Bank Profits Cover Up Bad Loan Debts
Everybody knows that the major high street banks in the UK have been going through a difficult time over the past couple of years or so, due to the effects of the credit crunch and lack of available funding on the wholesale money markets.
However, it seems that very few onlookers and consumers have any sympathy at all for the banking sector and most believe that the banks were responsible for the credit crunch in the first place, due to their irresponsible lending policies and offering large loans to individuals who would never be able to repay them and most consumers would agree that banks only have themselves to blame for their current mess.
This week, several banks have been announcing their six month profits for the first half of 2009 (or huge losses in the case of Northern Rock) and so far both Barclays bank and HSBC have announced pre tax profits of £3 billion and $5 billion respectively for the first six months of this year. However, these profits show a significant reduction on the figures for the same period last year and this is largely due to customers building up arrears and defaulting on their loans, as many have been unable to maintain the repayments in the face of the recession.

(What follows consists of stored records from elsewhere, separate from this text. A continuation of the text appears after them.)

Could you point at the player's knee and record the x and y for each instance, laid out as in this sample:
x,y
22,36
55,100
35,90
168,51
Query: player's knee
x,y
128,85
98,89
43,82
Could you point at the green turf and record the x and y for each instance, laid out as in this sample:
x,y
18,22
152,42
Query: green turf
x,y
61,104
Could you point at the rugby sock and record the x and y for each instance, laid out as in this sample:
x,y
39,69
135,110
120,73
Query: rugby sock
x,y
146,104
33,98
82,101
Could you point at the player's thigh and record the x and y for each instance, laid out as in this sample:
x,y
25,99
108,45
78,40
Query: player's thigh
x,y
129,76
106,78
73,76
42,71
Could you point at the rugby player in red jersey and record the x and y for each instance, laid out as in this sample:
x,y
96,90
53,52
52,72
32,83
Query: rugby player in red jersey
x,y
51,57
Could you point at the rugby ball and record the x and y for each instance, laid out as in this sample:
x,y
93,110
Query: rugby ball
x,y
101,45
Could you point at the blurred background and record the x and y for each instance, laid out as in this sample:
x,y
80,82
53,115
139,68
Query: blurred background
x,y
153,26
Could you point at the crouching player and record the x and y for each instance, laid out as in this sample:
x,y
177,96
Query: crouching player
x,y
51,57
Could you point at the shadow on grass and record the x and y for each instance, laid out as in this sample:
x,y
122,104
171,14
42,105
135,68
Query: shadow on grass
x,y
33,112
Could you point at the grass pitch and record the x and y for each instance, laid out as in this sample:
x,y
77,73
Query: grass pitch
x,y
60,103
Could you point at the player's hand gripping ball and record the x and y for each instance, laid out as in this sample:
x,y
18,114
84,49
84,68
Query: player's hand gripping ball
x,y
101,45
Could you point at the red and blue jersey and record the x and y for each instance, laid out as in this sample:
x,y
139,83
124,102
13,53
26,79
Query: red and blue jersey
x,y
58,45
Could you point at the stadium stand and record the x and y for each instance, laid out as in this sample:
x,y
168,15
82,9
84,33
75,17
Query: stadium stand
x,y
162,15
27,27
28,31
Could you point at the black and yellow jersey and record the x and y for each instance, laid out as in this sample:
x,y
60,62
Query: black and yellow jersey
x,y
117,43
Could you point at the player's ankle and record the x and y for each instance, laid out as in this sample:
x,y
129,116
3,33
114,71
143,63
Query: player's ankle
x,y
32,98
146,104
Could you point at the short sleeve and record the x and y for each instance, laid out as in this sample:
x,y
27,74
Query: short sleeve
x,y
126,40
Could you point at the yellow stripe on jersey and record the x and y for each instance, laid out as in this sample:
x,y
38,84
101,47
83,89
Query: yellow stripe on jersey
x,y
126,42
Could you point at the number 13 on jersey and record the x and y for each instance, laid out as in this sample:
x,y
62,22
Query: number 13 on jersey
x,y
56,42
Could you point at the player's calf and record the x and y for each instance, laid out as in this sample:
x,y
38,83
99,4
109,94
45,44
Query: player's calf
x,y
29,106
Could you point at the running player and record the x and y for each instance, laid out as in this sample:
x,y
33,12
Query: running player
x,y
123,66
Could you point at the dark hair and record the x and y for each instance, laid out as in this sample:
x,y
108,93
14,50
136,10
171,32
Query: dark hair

Barclays has seen its bad credit loan debts increase by 86 per cent over the course of the last twelve months and these loan debts have cost them £4.5 billion so far this year, although Barclays claims that the situation on customers’ loans is getting better. Similarly, HSBC has been forced to write off somewhere in the region of $3 billion worth of bad loan debts and although both banks have seen their share price increase this week, the bad debts on loans suffered by both organisations has left a large hole in their profits.